Iceland, the British supermarket chain, is looking for startups that can help it route food and people better. The frozen food specialist is launching an innovation lab together with L Marks, the startup accelerator specialist.

Iceland is particularly looking for startups to help it route delivery vans more efficiently and would also like to find a “Uber type system” that can help staff schedule their shifts more flexibly.

Whether or not Uber itself ultimately is successful, it has changed employee expectations and working practices across several industries already. Anyone who deals with a large, shift-based workforce should watch this space.

Telecoms

Connecting the clouds

Orange Digital Ventures, Orange's early-stage investment fund, led the $24.3m funding round for InterCloud, the Paris-based startup providing cloud interconnect services. InterCloud helps big companies manage corporate assets that are spread over multiple different cloud providers.

Good reads:

Predictions for 2020

Sifted asked 28 of Europe’s most prominent startup founders, venture capital investors and ecosystem builders for their predictions for 2020. Here are some of their insights:

  • The shift to electric transport will happen a lot faster than the public expects and 2020 will be the tipping point. Outsiders will reap the benefits of the transition
  • Artificial intelligence-powered cyberattacks will start to be more common
  • We will see exciting developments in the use of light — both in computing and life sciences
  • Traveltech takes over from fintech as the hottest sector
  • Poland, with its huge reserves of talent developers, becomes THE country to watch in tech.

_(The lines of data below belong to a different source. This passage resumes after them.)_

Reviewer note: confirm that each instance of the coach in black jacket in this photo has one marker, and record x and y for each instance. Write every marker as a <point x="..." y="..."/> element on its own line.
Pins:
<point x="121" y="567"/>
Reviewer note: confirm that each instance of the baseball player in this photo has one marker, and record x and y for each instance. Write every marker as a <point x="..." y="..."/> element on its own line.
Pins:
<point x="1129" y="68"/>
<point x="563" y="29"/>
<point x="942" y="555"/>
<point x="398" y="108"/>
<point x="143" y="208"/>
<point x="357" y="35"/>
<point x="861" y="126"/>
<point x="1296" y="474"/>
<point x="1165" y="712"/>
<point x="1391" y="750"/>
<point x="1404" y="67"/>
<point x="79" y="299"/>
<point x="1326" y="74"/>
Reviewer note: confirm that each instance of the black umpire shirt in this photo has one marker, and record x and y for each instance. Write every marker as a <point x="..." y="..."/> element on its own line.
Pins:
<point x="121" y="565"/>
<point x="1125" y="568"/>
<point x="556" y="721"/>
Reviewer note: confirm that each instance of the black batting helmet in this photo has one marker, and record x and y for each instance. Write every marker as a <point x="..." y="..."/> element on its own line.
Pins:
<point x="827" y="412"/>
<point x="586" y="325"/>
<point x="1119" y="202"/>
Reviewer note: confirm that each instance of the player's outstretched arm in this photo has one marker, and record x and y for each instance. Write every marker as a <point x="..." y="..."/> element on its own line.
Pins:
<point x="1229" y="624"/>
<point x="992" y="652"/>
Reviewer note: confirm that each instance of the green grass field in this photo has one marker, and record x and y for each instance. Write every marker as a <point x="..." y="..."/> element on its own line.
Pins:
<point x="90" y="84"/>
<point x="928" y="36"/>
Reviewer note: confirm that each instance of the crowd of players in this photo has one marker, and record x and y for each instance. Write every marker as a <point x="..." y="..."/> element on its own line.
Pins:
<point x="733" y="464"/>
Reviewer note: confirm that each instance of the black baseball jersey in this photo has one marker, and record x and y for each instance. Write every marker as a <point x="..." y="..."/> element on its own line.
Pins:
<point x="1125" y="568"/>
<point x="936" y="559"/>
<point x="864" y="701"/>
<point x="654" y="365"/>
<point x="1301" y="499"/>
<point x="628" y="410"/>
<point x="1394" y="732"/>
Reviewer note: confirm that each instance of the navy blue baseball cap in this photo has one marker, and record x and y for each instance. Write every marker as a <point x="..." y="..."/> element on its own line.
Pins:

You can read the whole list of predictions here.

What makes a good accelerator programme?

Everyone seems to run an accelerator these days, but what makes a programme really work for all participants? Hello Tomorrow, which helps match deeptech statups with corporate partners, surveyed 100 startups that had gone through accelerators and 15 accelerators to find out what works. Two findings particularly stick out:

  • Startups — particularly deeptech startups — really want money. They struggle to find investors so will be hoping to win funding or actual customers from the accelerator, rather than anything vague like mentoring and advice.
  • If you are going to provide some learning/advice do it in the form of mentoring. Startups see this as the most efficient way to learn. Seminars and classes, not so much.

How long does it take to deploy a machine learning model?

Up to three months for around 50% of companies, according to a survey of 750 business decision makers by Algorithmia. Corporate spending on artificial intelligence is going up overall, but little is coming out — 55% of companies surveyed had yet to deploy anything. So if your company’s artificial intelligence programme is going a bit slow, don’t worry you are probably not alone.